Not because I got a job I loved…though I did. 

Not because I returned to school and managed to finish on time…though I did that too.

Not even that I re-took Analytical Chem and scored an A…that that happened as well! 

The real lesson is that I saw that I wasn’t one dimensional. I had always pictured myself as an academic. I defined myself by external standards like grades. I saw only one path ahead of me. 

What I learned by struggling and nearly crashing out of my Life Plan is there really is no Life Plan. Instead, there are many paths through life, none of them straight, and all of them with spurs and tributaries. 

And I learned that I am a humanist. I found that I was happiest when I was helping others to learn. I found the most joy in the smaller things like hooting like an owl or having people do and understand the old yank-the-tablecloth trick. 

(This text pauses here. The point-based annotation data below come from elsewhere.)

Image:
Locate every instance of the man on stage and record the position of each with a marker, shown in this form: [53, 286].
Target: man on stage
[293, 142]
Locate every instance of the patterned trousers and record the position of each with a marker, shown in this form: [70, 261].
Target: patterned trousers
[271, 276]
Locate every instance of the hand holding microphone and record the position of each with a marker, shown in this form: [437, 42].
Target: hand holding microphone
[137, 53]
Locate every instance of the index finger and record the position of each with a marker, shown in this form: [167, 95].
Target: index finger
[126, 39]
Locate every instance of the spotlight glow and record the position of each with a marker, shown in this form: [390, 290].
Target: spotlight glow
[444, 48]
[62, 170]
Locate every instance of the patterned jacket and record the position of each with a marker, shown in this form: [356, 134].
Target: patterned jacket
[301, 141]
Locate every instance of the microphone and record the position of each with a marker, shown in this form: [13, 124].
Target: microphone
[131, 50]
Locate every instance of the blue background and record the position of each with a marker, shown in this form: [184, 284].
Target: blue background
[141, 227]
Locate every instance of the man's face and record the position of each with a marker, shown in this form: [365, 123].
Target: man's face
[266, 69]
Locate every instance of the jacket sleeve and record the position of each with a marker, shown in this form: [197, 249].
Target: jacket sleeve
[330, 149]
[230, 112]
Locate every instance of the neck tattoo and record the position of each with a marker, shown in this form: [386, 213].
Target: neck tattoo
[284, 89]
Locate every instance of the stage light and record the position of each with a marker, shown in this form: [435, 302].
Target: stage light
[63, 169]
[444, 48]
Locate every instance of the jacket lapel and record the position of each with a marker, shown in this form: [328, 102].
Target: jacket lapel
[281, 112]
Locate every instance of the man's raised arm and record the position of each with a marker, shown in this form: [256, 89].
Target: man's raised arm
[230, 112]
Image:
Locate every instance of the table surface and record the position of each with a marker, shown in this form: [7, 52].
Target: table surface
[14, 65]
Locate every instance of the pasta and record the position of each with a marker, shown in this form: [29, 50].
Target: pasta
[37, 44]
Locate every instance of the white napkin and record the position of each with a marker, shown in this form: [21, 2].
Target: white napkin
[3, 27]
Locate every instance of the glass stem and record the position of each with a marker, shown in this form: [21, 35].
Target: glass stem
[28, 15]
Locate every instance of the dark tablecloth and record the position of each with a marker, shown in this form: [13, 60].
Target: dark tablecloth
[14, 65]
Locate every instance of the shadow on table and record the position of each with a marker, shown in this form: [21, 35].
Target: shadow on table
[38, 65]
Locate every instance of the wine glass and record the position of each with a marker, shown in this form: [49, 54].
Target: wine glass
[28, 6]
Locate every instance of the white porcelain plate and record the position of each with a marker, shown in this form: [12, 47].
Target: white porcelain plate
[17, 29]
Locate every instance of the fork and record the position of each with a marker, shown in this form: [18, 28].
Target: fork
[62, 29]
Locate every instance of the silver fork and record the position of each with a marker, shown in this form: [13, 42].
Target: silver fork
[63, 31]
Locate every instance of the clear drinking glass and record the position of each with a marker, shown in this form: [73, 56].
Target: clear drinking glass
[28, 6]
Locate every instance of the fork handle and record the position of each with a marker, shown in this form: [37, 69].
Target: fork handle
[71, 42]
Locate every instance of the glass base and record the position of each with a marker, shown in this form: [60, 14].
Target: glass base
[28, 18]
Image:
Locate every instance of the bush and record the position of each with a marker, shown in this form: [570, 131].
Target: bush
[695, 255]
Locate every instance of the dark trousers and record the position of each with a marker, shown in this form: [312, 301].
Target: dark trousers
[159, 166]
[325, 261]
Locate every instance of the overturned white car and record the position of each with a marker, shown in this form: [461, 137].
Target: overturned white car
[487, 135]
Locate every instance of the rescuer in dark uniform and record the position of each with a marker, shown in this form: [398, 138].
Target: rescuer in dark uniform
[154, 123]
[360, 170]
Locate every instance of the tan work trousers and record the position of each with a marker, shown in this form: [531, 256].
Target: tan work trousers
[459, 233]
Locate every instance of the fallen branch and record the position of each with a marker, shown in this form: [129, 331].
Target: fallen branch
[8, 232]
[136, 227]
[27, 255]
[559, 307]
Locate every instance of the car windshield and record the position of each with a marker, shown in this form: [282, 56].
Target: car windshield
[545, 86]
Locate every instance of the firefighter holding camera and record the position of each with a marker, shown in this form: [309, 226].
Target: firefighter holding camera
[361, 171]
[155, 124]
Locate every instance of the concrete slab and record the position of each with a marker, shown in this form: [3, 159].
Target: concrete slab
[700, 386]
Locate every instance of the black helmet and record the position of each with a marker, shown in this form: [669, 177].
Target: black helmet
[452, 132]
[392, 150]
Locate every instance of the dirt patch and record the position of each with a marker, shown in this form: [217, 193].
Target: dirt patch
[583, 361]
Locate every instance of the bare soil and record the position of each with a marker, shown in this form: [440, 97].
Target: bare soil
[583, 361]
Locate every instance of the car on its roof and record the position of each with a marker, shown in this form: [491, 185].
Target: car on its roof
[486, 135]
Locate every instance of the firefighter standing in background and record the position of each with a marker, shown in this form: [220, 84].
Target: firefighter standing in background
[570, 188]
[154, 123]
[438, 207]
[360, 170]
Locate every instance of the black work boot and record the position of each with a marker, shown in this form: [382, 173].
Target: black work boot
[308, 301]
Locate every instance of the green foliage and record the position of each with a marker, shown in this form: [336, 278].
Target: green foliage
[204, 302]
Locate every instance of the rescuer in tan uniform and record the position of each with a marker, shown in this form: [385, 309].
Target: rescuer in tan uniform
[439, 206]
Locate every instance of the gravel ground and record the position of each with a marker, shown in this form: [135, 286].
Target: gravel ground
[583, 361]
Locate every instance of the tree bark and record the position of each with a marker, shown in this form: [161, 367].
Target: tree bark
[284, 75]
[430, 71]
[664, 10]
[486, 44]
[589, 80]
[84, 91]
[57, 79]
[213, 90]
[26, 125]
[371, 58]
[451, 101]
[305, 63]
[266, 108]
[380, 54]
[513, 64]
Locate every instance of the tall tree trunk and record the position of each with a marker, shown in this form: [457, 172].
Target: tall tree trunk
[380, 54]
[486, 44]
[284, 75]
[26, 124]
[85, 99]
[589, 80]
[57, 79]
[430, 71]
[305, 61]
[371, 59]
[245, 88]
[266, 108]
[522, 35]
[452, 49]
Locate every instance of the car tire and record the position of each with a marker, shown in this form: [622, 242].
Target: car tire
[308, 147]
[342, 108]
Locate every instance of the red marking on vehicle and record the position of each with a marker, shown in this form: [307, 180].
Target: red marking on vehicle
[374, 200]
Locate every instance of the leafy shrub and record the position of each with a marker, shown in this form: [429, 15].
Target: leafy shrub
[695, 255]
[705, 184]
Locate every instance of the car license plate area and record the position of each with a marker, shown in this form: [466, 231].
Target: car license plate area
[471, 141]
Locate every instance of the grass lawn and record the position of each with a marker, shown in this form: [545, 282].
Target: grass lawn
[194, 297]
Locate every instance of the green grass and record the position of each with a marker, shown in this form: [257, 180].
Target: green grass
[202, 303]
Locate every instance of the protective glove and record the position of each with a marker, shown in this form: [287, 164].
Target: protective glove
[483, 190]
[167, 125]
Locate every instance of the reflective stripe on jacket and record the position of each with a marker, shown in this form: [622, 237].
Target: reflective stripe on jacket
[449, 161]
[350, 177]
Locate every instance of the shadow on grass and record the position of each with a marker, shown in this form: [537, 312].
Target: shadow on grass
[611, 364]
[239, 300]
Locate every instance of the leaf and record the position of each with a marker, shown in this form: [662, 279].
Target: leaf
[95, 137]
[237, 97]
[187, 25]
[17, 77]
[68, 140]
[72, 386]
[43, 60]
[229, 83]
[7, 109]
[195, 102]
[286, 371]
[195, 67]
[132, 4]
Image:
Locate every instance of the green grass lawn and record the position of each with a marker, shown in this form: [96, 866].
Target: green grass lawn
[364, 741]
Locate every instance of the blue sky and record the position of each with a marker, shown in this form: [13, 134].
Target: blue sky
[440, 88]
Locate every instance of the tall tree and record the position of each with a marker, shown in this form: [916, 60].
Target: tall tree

That experience laid the foundation that helped me become an effective teacher for more than three decades, during which I taught MIT students how to teach, built an astronomical observatory, showed students how to tag sharks, … and so much more.

Failure, confusion, feeling lost…they are our greatest teachers, because they teach us about ourselves. And it’s only when we know ourselves that we are best-positioned to truly help others. 

By the way, failure can also teach us about fire. Like the time I started a fire in the Theater of Electricity that required two ladder companies from Boston and Cambridge and emptied the Museum for more than an hour. But since I was now an expert in fire, I was later hired to upgrade the theater’s generator. Score another win for failure!